Myasthenic Crisis Care Plan (Respiratory Infection)
  • Airway & Breathing
    • Assess V/S, negative inspiratory force (NIF), VC; prepare for intubation.
    • Administer oxygen; suction secretions.
  • Medications
    • Hold anticholinesterase initially (risk aspiration) until airway secured.
    • Begin plasmapheresis/IVIG as ordered.
  • Infection Control
    • Broad-spectrum antibiotics per culture.
    • Strict hand hygiene; pulmonary toileting.
  • Nutrition
    • Enteral feeding tube if prolonged intubation.
  • Psychosocial
    • Reassurance, communication boards.

Comparative Highlights

  • Pathophysiology
    • PD: central dopamine deficiency; Lewy bodies.
    • MG: peripheral blockage of ACh receptors (autoimmune);
    • Both lead to motor dysfunction but via different neurotransmitter systems.
  • Complications
    • PD: falls, aspiration due to bradykinesia.
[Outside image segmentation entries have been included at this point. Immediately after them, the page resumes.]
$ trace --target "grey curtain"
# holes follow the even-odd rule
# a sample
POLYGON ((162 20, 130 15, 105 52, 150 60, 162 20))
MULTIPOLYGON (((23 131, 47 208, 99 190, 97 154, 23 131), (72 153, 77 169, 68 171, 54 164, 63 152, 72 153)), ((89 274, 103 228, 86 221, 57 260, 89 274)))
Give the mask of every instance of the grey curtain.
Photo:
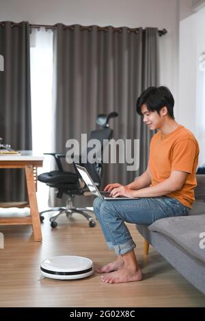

    • MG: respiratory failure during crisis.
  • HD vs. ALS
    • HD has choreiform movements + cognitive decline (autosomal dominant).
    • ALS is pure motor neuron degeneration without cognitive loss.
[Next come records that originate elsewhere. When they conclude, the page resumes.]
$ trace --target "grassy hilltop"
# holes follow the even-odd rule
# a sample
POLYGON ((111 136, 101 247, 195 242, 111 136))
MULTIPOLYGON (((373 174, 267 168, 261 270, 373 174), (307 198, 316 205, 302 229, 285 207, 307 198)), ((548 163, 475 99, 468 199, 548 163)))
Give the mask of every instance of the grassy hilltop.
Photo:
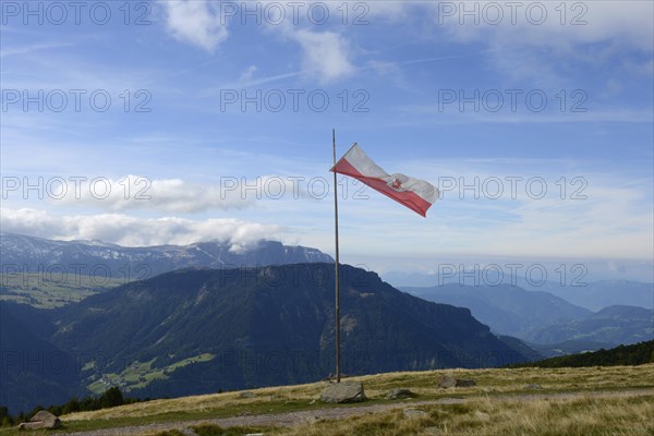
MULTIPOLYGON (((186 428, 193 428, 201 436, 247 433, 296 436, 654 434, 652 363, 582 368, 429 371, 355 379, 364 384, 368 397, 364 403, 323 404, 315 400, 325 383, 315 383, 256 389, 252 390, 254 396, 225 392, 74 413, 62 416, 64 428, 43 434, 101 428, 111 428, 110 434, 113 435, 149 436, 191 434, 186 428), (445 373, 473 378, 477 386, 437 388, 438 377, 445 373), (416 397, 409 400, 386 399, 386 393, 393 388, 410 388, 416 397), (376 413, 354 411, 371 405, 379 410, 376 413), (407 412, 408 408, 420 412, 407 412), (337 420, 324 417, 325 411, 335 412, 336 409, 341 413, 337 420), (290 412, 300 413, 290 420, 293 425, 289 427, 290 412), (355 416, 344 419, 350 413, 355 416), (262 414, 280 416, 257 421, 255 416, 262 414), (232 422, 225 421, 229 417, 232 422), (271 423, 287 426, 275 427, 271 423), (156 426, 125 428, 147 424, 156 426), (228 426, 230 428, 225 429, 228 426)), ((14 434, 20 433, 13 428, 0 431, 0 435, 14 434)))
  • MS Diagnostic Difficulty
    • Variable lesions, relapsing course, multifocal CNS involvement; requires serial imaging & labs.
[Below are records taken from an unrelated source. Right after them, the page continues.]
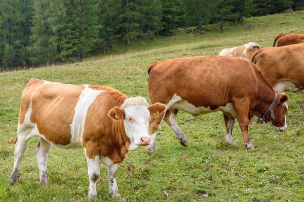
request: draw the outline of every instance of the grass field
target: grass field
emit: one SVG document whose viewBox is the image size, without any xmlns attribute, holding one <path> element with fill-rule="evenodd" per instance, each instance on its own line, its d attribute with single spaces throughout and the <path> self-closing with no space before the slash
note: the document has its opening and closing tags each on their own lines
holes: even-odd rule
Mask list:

Ethical & Practical Considerations

  • Progressive neurodegenerative disorders pose choices about feeding tubes, ventilation, advance directives.
  • Genetic implications of HD demand counseling, privacy, discrimination awareness.
  • Access to high-cost biologics (MS, PD deep-brain stimulation) raises healthcare equity questions.